Enhanced capacity of all-solid-state battery comprising LiNbO3-coated Li(Ni0.8Co0.1Mn0.1)O2 Cathode, Li5.4(PS4)(S0.4Cl1.0Br0.6) solid electrolyte and lithium metal anode

All-solid-state lithium-ion batteries are a promising next-generation technology because they have higher energy densities than their liquid-electrolyte counterparts. Halogen-rich argyrodite, specifically Li 5.4 (PS 4 )(S 0.4 Cl 1.0 Br 0.6 ), was recently shown to have higher ionic conductivities compared with those of other argyrodite-like sulfides.

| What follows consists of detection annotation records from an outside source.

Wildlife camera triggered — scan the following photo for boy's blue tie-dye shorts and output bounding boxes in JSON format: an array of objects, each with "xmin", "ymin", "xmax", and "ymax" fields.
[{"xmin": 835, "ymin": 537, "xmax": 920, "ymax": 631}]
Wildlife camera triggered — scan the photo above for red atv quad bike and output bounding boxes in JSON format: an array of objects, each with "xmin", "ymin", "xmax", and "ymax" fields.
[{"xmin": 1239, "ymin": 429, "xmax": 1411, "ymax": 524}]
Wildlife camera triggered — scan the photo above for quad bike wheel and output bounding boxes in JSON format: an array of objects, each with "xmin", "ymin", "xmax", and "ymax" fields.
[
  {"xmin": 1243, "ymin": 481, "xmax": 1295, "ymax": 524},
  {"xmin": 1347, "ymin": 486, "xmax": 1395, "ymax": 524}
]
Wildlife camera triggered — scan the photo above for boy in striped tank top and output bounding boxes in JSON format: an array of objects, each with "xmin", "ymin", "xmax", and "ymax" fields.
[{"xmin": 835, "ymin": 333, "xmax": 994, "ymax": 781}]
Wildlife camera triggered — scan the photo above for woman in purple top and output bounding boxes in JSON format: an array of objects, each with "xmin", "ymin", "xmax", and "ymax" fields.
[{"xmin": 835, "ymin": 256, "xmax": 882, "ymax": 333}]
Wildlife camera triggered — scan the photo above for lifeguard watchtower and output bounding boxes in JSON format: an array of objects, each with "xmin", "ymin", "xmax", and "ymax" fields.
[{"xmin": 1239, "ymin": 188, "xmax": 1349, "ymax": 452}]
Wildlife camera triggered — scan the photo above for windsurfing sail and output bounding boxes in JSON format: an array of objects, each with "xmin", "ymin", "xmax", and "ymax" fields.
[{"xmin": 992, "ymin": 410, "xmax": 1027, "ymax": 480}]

Although the Li 5.4 (PS 4 )(S 0.4 Cl 1.0 Br 0.6 ) in Li | Li 5.4 (PS 4 )(S 0.4 Cl 1.0 Br 0.6 ) | Li(Ni 0.8 Co 0.1 Mn 0.1 )O 2 –Li 5.4 (PS 4 )(S 0.4 Cl 1.0 Br 0.6 ) batteries have shown good electrochemical stability, the low discharge capacity limits the application of the battery. In continuation, this study examined the potential of a carbon additive for altering the electronic conductivity of the cathode and enhancing the capacity of Li | Li 5.4 (PS 4 )(S 0.4 Cl 1.0 Br 0.6 ) | Li(Ni 0.8 Co 0.1 Mn 0.1 )O 2 –Li 5.4 (PS 4 )(S 0.4 Cl 1.0 Br 0.6 ) batteries. After a 50-cycle charge/discharge, the carbon additive (0.1 C) enhanced the discharge capacity from 3.1 to 167 mAh/g, resulted in a capacity retention rate and coulombic efficiency of 95.4% and 99.9% when using 0.1 C and 0.5 C, respectively, and increased the resistance of the battery from 53 to 56 Ω. Therefore, the all-solid-state battery employing high-ion-conductive Li 5.4 (PS 4 )(S 0.4 Cl 1.0 Br 0.6 ) and a carbon-modified cathode showed improved capacity. This study provides a proven framework for developing all-solid-state batteries employing halogen-rich argyrodite (Li 7-α (PS 4 )(S 2-α X α ); α > 1) with enhanced ionic conductivities.